The other is that it ignores the fact that feminism was at its core hostile to Western society and its traditions. It is explicitly the enemy of orthodox Christian faith. Instead of emphasizing the uniqueness of men and women, it demands that various lines be erased and that instead of seeing a society comprised of families we should instead see nothing but individuals, each driving to maximize their own needs over everyone else.

This was justified by creating a series of tropes regarding the “plight” of women, who by just about every way imaginable were much happier 100 years ago than they are today. Americans in particular love the concepts of “freedom” and “liberty” but there is a reason the word “libertine” is derogatory. It implies liberation from morality, from prudence and of course tradition.

There is a reason Marxism eagerly embraced feminism and made it a cornerstone of its platform for reform. Some women look back at the 1980s when women were in the work place, and more occupations were open to them while families still formed and children flourished, but all the indicators were in the red, and had been for a while. It took a while for the grinding away of society’s foundation to reach critical levels, which is where we are today.

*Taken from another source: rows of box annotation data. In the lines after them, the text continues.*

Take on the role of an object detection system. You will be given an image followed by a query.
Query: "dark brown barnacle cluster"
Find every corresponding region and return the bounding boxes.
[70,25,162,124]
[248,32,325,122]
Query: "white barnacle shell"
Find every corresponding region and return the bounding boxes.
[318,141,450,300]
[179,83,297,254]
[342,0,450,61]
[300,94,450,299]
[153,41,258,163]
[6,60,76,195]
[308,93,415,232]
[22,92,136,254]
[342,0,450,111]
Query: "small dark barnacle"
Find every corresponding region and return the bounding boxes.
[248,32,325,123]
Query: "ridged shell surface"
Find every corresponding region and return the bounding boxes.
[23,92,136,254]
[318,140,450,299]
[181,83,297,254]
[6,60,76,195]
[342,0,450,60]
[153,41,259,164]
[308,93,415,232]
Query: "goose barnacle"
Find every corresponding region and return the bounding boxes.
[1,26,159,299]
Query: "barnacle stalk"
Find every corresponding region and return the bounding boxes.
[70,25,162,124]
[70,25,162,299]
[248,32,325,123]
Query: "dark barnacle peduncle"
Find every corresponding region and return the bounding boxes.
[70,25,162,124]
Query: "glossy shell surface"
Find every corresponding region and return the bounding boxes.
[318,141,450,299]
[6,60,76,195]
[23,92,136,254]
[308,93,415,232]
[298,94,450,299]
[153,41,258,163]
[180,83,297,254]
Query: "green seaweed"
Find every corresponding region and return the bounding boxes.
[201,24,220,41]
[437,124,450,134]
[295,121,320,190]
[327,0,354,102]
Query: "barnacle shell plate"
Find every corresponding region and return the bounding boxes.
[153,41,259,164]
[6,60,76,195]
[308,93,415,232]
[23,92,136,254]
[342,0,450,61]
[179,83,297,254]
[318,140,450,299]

One cannot separate the theory of feminism from its bitter, fatal fruit. Abortion on demand to the moment of birth, the mutilation of confused children, collapse of marriage rates and a generation of women afraid to become mothers – this was always the end state, though few realized it. No-fault divorce effectively destroyed marriage as an institution, making it mere civil contract subject to easy nullification. And if that’s all it is, why not extend it to anyone? Why is the arbitrary limit 2?

If children are a “burden,” there must be ways to free ourselves of them, and so we have euthanasia enthusiasts now targeting depressed teenagers, or children with serious illness or disability that (the claim goes) are better off dead. The same is even more true with the elderly, who from a purely economic level of analysis are a net drag and the sooner they are cut down, the better for everyone else.

One can say “No, it was about letting women vote, or own property, or not be raped,” but again, that begs the question. Is violence against women lower now? Is domestic violence a thing of the past? More to the point, the destruction of traditional family arrangements was always going to have second and third order events. These were mild at first, because while the laws were changed, the people didn’t. They just kept on as they always had.

It was when new generations began to grow up that the problems started because they had fewer guard rails so rather than stay within the old ones, they pushed farther and farther out. Tradition was discredited, the old ways were bad, so it was almost a duty to throw it away, to break the rules and be as transgressive as possible.

Roy clearly does not understand this. She (and those like her) never grasped the the ground was always moving under our feet. It was slow at first, but never stopped and it never will stop until either we reach pure chaos or the entire project is dismantled. There is no middle ground.